Morsi renoue avec les mauvaises habitudes de Moubarak

Deux ans après le renversement de Hosni Moubarak, l’Egypte reste le théâtre de violences répétées. Dans un contexte politique houleux, l’anniversaire de la chute du raïs le 25 janvier et le verdict du procès du match de Port-Saïd ont mis le feu aux poudres. Un week-end, 48 morts et un état d’urgence.

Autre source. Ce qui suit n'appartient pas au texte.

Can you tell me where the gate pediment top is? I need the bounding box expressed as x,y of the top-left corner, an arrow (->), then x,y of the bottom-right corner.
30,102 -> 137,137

Des banderoles, des chants, des tags et des foules. A l’occasion du deuxième anniversaire du départ de Moubarak (25 janvier 2011/25 janvier 2013), les déçus de la Révolution ont vivement manifesté leur colère. «Frères musulmans, menteurs» ou «A bas le guide», si des centaines de milliers de manifestants ne font pas une opinion publique, Morsi et ses confrères sont réellement contestés par une partie de la population. Le président qui s’était accordé des pouvoirs exceptionnels par le décret du 22 novembre est accusé de verrouiller la scène politique et d’ouvrir la voie à une islamisation accrue de la société. Il a profité de l’adoption par référendum d’une Constitution contestée pour remanier son gouvernement en faisant la part belle aux Frères musulmans. Légitimée par les urnes, leur installation à des postes importants s’accélère et inquiète.
 

Samedi noir
Les manifestations populaires du 25 janvier ont pris un tour particulièrement violent à Suez et à Ismaïlia. Dans ces deux bastions de la mobilisation anti-Morsi, les heurts entre citoyens et policiers ont fait 8 morts avant que l’armée ne se déploie le lendemain matin. Ce même lendemain matin, 21 supporters du club d’al-Masry ont été jugés responsables des affrontements qui avaient coûté la vie à 74 personnes à la fin d’un match de football contre al-Ahly à Port-Saïd au mois de février 2012 et condamnés à mort. La colère de leurs proches ne s’est pas fait attendre. Les tentatives d’assaut sur la prison où ils étaient retenus et les affrontements dans la ville ont fait 36 victimes. De leur côté, rassemblés au Caire, les supporters du club de la capitale qui avaient menacé de mettre «le chaos» si les
sanctions s’avéraient trop légères ont exprimé leur satisfaction. Certains estiment que le gouvernement a préféré faire payer Port-Saïd que le Caire où les abords de la place Tahrir sont déjà particulièrement tendus. Morsi rappelle que «les décisions de justice doivent être respectées par tous. Elles ne sont pas dirigées contre une partie spécifique et ne sont pas partiales».
 
Le lendemain, de nouveaux heurts ont émaillé les funérailles des victimes de la veille. A quelques tirs ont succédé des scènes d’émeutes, des mouvements de foules sans que l’on sache réellement qui fait quoi. Des jeunes sans repères ni emploi, ni perspectives, des militants vêtus de noir et cagoulés sans vrais bagages idéologiques ont fait leur apparition place Tahrir. Aux déçus de la révolution se joignent des groupuscules plus proches des hooligans que des militants politiques. Le ministère de la Santé dénombrait 6 morts et près de 400 blessés, dont une soixantaine de policiers. Deux d’entre eux, tués la veille, ont eu droit à une cérémonie militaire au Caire. Symbole d’un profond malaise, quelques-uns de leurs collègues excédés ont, selon l’agence Mena, refusé au ministre de l’Intérieur le droit d’y participer. En raison de la persistance des violences, les ambassades des Etats-Unis et de Grande-Bretagne situées près de la place Tahrir ont suspendu leurs services publics. Lundi, les tumultes se poursuivaient, deux morts alourdissaient un bilan déjà catastrophique.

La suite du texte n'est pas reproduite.